Precondition 2: The request is made to verify compliance by the person or persons in the group with the Act

The second precondition to authorize a UPR requires the judge to be satisfied that the information requested is to verify a member of the target group’s compliance with the Act. This requirement is not a strict test, and the Minister may simply track the statutory language in its evidence. Further, the Minister is not required to show that an audit of the group is underway and it is sufficient that the information sought would generally assist the Minister in determining whether the group has complied with the Act.

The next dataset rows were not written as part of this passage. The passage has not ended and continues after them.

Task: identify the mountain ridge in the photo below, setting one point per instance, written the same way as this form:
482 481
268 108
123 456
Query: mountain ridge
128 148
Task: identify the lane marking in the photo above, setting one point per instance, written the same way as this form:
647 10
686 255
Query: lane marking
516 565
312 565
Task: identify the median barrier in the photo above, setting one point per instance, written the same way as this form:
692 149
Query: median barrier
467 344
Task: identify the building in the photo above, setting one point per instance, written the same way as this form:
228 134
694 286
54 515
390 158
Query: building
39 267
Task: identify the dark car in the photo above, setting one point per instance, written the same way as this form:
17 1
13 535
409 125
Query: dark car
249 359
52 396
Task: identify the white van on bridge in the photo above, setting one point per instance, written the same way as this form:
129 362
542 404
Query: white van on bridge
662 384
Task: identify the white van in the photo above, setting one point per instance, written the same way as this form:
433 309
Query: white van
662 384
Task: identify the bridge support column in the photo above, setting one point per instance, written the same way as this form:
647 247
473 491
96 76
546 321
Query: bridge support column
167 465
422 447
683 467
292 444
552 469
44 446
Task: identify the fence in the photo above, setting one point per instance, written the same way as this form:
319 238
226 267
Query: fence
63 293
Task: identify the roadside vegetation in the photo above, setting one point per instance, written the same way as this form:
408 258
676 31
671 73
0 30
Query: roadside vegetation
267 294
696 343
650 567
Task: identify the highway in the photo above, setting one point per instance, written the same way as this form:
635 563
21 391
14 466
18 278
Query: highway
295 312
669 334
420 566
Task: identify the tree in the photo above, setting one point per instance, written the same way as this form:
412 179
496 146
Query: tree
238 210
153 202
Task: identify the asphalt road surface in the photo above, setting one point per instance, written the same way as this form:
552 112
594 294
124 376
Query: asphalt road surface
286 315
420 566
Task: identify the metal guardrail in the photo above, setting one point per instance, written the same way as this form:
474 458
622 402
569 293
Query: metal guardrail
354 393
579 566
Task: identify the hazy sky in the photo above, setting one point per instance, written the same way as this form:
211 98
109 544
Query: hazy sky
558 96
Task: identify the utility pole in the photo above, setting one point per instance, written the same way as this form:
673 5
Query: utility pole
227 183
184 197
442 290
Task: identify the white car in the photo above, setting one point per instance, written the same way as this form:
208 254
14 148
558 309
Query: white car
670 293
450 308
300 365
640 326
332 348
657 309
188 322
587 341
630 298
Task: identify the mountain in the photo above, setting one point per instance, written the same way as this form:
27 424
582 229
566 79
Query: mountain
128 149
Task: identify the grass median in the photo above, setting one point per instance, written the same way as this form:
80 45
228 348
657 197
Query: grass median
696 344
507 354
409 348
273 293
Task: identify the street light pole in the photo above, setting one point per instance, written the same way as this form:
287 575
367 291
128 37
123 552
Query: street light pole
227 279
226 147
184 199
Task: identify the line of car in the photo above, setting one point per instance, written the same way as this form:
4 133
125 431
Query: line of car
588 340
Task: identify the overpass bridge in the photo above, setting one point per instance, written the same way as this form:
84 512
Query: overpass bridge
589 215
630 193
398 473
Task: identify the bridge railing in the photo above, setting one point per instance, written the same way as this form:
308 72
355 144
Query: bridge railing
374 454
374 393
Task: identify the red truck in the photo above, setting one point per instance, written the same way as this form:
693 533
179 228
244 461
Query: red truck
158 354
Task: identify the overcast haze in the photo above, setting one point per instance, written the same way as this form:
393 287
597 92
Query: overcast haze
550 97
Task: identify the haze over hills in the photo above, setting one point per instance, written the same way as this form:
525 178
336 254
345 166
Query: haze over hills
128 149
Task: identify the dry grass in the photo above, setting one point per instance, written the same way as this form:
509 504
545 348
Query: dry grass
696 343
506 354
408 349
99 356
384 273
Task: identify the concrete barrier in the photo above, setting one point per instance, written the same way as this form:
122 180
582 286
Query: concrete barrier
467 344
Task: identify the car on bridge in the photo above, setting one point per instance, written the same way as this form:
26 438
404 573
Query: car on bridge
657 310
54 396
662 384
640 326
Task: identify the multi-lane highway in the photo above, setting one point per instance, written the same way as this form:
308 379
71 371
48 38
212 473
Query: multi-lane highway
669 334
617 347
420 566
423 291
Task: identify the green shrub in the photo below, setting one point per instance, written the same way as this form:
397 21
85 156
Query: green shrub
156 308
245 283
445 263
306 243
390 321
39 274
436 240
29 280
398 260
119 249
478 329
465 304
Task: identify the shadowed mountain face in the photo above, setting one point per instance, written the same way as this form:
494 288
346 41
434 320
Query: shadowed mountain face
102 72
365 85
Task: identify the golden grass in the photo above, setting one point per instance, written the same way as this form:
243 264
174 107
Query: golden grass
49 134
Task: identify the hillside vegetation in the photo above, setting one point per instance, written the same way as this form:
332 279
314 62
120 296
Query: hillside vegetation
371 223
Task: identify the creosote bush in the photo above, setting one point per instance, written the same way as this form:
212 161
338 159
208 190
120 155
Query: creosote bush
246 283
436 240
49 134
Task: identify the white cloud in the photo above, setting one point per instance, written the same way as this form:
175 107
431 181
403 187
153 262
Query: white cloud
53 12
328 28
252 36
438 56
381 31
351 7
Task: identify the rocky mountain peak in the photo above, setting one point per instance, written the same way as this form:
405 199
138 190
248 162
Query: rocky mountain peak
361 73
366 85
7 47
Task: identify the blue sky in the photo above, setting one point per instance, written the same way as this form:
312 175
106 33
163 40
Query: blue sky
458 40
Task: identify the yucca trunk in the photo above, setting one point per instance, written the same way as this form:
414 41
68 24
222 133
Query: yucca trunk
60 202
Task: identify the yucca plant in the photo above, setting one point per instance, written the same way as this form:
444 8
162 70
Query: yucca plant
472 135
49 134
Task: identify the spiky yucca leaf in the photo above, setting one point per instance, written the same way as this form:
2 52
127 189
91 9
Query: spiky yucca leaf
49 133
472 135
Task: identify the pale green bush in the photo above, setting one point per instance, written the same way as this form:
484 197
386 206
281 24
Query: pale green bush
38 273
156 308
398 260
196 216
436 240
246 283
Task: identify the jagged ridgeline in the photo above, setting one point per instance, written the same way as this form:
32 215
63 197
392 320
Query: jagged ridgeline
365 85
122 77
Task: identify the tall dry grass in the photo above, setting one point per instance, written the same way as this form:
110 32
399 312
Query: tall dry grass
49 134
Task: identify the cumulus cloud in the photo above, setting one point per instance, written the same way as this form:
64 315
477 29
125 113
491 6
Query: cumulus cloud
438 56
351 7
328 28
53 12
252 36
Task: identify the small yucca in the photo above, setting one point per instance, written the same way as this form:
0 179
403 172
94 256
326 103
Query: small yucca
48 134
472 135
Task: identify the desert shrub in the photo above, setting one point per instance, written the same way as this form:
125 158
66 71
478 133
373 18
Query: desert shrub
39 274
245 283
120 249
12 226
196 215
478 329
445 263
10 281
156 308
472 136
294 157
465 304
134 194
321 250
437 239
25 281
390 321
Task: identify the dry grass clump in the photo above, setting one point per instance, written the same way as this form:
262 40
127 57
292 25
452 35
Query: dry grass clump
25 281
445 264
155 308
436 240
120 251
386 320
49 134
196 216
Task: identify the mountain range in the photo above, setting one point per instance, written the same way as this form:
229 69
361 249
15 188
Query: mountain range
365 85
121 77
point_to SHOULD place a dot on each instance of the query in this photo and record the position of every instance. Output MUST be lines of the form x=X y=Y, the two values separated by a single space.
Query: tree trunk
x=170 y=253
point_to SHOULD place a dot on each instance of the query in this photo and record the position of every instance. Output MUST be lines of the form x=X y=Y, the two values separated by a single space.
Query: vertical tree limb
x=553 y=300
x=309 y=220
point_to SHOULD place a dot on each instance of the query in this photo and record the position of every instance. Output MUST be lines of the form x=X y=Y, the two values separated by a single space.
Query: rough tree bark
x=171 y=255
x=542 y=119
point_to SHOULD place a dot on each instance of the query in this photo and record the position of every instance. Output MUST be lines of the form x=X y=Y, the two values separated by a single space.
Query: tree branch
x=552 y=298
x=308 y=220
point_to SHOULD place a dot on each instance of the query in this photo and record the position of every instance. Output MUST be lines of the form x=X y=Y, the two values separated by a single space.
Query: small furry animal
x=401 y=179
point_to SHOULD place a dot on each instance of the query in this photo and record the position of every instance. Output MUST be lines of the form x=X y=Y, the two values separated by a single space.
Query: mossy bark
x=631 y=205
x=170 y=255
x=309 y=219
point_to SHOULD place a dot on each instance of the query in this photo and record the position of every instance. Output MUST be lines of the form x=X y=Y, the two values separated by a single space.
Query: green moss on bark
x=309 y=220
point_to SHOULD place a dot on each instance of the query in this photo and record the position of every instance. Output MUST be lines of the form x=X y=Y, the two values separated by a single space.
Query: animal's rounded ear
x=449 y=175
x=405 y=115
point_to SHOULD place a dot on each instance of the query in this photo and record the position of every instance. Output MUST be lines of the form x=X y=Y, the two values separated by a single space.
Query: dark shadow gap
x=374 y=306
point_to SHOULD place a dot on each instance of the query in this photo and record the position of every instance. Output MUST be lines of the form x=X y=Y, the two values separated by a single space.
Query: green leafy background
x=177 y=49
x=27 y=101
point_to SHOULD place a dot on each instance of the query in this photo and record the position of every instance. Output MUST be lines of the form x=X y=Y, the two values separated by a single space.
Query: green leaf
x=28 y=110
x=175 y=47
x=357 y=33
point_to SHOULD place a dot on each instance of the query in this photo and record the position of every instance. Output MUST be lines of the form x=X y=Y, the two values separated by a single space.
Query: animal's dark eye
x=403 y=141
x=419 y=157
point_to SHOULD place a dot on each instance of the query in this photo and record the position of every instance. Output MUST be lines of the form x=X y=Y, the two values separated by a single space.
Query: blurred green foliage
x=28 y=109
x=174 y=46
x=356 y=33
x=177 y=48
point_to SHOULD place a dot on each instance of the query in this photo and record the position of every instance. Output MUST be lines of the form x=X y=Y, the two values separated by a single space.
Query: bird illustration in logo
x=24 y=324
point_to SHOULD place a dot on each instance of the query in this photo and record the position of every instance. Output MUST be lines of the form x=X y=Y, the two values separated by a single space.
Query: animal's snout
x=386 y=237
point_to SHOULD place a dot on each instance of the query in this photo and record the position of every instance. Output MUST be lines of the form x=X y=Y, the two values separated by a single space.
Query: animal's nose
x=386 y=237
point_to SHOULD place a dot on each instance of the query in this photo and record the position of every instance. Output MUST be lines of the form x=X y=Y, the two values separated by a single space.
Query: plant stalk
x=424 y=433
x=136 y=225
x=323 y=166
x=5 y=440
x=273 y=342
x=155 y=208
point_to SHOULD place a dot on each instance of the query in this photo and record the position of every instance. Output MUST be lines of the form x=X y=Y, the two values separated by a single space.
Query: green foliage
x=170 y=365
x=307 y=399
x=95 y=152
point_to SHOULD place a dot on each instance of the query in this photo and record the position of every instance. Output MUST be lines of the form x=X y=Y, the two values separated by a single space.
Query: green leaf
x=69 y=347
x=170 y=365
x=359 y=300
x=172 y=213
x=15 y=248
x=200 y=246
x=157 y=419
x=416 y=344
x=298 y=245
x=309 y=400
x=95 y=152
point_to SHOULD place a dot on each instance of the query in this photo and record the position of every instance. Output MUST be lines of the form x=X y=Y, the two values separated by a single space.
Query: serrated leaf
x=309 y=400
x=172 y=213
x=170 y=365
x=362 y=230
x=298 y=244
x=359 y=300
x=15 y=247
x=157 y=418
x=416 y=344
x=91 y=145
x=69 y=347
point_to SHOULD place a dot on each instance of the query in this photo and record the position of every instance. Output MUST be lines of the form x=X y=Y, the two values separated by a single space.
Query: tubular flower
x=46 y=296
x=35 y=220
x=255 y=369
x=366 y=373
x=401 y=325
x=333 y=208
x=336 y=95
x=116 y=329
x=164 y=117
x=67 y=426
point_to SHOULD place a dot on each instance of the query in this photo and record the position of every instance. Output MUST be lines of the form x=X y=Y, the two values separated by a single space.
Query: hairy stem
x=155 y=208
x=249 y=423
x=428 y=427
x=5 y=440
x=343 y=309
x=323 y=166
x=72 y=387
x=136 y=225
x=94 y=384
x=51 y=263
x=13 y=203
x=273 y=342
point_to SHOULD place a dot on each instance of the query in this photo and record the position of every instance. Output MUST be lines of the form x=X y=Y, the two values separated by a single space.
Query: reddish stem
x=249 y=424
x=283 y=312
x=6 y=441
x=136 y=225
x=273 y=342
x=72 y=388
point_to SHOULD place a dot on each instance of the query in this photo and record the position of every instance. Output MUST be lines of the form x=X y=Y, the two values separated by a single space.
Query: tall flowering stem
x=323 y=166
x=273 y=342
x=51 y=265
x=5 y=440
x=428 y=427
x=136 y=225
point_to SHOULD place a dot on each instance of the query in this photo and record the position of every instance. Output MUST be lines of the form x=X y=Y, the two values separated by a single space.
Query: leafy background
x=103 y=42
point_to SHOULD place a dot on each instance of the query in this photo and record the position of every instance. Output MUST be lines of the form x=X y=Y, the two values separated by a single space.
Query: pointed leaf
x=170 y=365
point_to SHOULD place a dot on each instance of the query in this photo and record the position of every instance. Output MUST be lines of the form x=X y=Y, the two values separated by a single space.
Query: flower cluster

The ambiguity of the target group in the Shopify UPR proved to be problematic. As mentioned above, the Shopify UPR sought information about the Targeted Merchants and the Shopify Owners, with the latter being a broader group than the former. However, the Minister only provided evidence of an intention to verify compliance by the Targeted Merchants, not the Shopify Owners. This presented two problems: first, evidence demonstrating that the request for Shopify Owner’s information was to verify their tax compliance was lacking; and second, the Shopify UPR was overly broad if its purpose was merely to verify compliance by the Targeted Merchants (not all Shopify Owners).

Ultimately, due to its overbreadth and ambiguity, the judge was not satisfied that the Shopify UPR was issued to verify compliance by the Targeted Merchants.

The Court’s residual discretion to limit or reject the Shopify UPR

Even if a UPR satisfies the two statutory preconditions outlined above, the Court retains discretion to limit or reject the UPR. This, per the Federal Court, enables it to redress abuses of process.

Shopify brought significant evidence demonstrating the extreme burden of complying with the Shopify UPR. In particular, they gave affidavit evidence that it would take one person eight full-time working years to comply with the Shopify UPR.  While the Court commented that a large corporation like Shopify has a public duty to comply with its tax obligations, and that compliance should be a normal cost of business, the Court nevertheless agreed with Shopify that the Shopify UPR was disproportional.

Accordingly, the Court held that even if the Shopify UPR had satisfied the two statutory preconditions, it would still have exercised its residual discretion to limit the Shopify UPR to reduce the number of information categories sought. Furthermore, the Court suggested that the Minister may proceed with the information gathering process in steps, starting with a limited UPR, and then seeking authorization from the Court for a further UPR if necessary.

Key takeaways

The Minister stated that Shopify would serve as a test case for future UPRs. Thus, it appears the CRA intends to use a greater number of UPRs to seek extensive information from large corporations in the future. While the threshold for authorizing a UPR is not particularly high, Shopify demonstrates that the Court will still act as gatekeeper and may reject ambiguous, unworkable, or disproportionate UPRs. Taxpayers and other persons who receive UPRs that are particularly vague and onerous may consider adopting the same resistance as Shopify did.

Interestingly, while not directly in response to the Shopify decision, the CRA recently stated at the recent 2025 IFA Roundtable it is drafting a communiqué outlining and standardizing its information gathering powers with the principles of fairness, transparency and efficiency in mind. The content of that communiqué will be particularly interesting in light of the Federal Court’s detailed and extensive analysis in Shopify.